Captain America: Civil War (12A) | Close-Up Film Review
If you take 2008’s Iron Man as the birth of the Marvel Cinematic Universe, then my Vision style mathematic skills would make our second comic-book versus skirmish in a matter of months the twelfth instalment in this sprawling world of spandex and glowing blue maguffins. Superhero fatigue is an oft-discussed crippling genre condition, and after Dawn of Justice managed to furrow its brow so far into its own glum face that it ended up staring out of its own arse, Captain America, a franchise whose Winter Soldier instalment is widely regarded as the series benchmark, saves the day in so many more ways than simply being a superb, plate-spinning blockbuster.
Perhaps responding to the seemingly endless 3rd act action mechanics of “large things slowly falling from the sky”, the Avengers are being arm twisted into signing a treaty to prevent the heroic collateral damage seen at the battles of New York, Washington, and Sarkovia. Prompted by a chance meeting with one of the fall-out victim’s mothers, Tony Stark (Downey Jr) is pro-control, seeing it as a chance to continue his semi-retirement, and get the public back on the side of the maligned superheroes. This goes against Steve Rogers’ (Chris Evans) overwhelming sense to “do good” in a reactive fashion, rather than be given orders by William Hurt’s returning Secretary of State Ross.
Political conflict soon gives way to personal, as a fatal bombing in Lagos unearths a familiar face in Bucky Barnes (Sebastian Stan), aka The Winter Soldier, causing divisions within the Avengers that ripple irreparably out-of-control.
It seems unfair to rag on the shredded capes of Batman Vs Superman, but THIS is how you do moral conflict; genuine stakes and an ambiguous resolution between two sides, neither of which has a clarity of argument or a bias towards which character to root for. It’s the kind of polemic usually reserved for political thrillers, but here are the foundations of a dialogue driven blockbuster.
It’s credit to Christopher Markus and Stephen McFeely that their screenplay manages to have so many resonant beats amongst some big action set-pieces, so-much-so that Civil War is a film in which you long for the next character exchange rather than, albeit impressive, big screen spectacle.
Roberty Downey Jrs recruitment of a certain Sony-fudged webslinger (a note-perfect Tom Holland) is handled superbly, with the Iron Man actor on never-better franchise form, letting the mask metaphorically slip as he struggles with all of the relationships in his life. His scenes with Evans, who despite the litany of characters, always remains the focus, are pure Shakespeare; layered with tragedy, brotherhood, and a burgeoning sense of impending doom. This is the first time you’ve really given a damn about the fate of the Avengers, and it’s not because of some “big bad”, it’s because of each other.
Despite scene stealing moments from Paul Ant Man Rudd, and a wonderful introduction to Chadwick Boseman’s Black Panther, Scarlett Johannson stands out as the films MVP, and it remains a frustration that they’re so intent on giving Spider-Man five films to get the character right, yet eight years in and we’re still waiting for a Black Widow movie to be greenlit.

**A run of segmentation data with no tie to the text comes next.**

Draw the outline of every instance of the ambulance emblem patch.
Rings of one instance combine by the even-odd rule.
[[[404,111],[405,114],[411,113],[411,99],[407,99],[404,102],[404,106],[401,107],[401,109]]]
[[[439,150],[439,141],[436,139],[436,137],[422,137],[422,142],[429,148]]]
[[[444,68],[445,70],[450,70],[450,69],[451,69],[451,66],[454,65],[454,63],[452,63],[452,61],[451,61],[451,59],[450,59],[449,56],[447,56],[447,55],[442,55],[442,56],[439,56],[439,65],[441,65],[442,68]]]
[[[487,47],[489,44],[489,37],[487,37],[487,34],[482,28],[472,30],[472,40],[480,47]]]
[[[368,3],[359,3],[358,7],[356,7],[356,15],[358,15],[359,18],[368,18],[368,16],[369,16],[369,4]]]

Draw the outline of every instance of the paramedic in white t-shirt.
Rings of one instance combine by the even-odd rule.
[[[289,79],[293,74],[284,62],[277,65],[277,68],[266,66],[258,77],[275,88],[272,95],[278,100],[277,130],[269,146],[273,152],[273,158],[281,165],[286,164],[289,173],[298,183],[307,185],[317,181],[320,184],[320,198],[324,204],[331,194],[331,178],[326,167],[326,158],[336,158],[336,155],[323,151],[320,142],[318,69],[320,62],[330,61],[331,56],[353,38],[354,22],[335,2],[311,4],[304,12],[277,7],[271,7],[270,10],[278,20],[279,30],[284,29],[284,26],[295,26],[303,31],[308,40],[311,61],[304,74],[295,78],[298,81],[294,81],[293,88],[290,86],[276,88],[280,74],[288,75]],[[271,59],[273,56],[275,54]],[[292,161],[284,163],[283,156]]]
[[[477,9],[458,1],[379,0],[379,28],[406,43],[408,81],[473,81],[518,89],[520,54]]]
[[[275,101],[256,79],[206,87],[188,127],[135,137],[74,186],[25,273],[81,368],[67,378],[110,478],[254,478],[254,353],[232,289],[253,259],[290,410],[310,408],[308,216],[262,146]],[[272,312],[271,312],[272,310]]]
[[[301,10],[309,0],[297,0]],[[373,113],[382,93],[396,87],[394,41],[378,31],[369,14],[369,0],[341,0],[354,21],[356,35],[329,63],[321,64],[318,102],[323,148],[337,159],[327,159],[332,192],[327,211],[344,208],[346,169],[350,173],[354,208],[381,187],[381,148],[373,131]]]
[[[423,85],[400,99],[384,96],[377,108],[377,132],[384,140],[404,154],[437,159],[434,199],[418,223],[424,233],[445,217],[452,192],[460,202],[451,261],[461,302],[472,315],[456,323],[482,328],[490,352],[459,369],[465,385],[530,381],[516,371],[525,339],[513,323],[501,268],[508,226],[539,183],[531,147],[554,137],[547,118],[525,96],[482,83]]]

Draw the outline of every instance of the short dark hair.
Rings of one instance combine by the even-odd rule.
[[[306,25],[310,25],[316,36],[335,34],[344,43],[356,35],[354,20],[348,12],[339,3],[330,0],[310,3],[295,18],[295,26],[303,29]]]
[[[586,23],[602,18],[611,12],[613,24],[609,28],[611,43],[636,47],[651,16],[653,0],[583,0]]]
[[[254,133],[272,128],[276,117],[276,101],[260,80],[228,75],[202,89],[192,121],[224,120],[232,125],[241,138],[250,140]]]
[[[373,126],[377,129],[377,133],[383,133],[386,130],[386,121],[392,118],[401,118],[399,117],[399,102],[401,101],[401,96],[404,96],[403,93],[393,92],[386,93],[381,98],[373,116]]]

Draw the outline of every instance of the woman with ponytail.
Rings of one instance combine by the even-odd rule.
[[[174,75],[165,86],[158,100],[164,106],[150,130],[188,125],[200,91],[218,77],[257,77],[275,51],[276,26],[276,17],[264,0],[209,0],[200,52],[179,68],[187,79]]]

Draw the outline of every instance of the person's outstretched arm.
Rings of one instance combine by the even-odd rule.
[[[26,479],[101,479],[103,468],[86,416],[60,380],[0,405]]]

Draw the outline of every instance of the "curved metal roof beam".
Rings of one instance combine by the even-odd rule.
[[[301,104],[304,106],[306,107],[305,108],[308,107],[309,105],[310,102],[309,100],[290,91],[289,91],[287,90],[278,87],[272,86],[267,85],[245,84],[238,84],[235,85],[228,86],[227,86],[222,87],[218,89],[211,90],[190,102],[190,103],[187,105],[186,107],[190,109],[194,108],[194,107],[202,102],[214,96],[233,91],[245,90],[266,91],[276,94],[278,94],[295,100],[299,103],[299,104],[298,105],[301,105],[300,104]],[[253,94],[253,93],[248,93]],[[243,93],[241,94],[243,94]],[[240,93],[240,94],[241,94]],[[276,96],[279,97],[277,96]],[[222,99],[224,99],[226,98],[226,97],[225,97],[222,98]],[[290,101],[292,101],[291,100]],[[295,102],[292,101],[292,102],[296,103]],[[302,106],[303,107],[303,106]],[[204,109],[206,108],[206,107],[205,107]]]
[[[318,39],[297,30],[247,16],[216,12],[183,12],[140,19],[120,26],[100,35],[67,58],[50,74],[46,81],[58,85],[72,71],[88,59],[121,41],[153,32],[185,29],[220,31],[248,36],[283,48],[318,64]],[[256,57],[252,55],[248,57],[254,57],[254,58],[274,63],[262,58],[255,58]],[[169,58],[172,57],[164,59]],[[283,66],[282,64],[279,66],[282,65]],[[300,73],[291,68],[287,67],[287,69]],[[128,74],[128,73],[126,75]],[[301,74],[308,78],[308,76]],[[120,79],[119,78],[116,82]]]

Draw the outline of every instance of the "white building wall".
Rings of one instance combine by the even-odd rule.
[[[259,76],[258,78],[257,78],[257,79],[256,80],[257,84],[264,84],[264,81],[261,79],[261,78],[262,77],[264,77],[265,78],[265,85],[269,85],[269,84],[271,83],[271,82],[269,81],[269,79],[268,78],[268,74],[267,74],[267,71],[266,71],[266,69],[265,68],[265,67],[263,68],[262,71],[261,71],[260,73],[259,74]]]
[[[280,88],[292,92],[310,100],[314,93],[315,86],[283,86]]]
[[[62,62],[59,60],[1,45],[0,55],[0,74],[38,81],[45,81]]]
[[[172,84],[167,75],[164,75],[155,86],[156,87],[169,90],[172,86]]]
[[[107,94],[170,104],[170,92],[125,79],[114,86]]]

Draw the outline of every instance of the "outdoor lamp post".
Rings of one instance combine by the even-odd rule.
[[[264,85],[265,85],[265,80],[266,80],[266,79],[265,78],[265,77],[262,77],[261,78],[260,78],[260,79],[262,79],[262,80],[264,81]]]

Keeping it in requisite 4-star Marvel territory is the universe stitching that makes the first hour feel like a load of cogs whirring, not all of them in sync. So many new threads are flung at the story, that it only really untangles the web once Spider-Man enters the fray, and the whole thing becomes fun, a word many a superhero film forgets to adhere to.
Falling somewhere between The Winter Soldier, superior because that feels like a more self-contained narrative, and Guardians of the Galaxy, in terms of merit, Civil War is the calm before the storm of Infinity War, a battle that’ll have to go some way to topping this trilogy cap.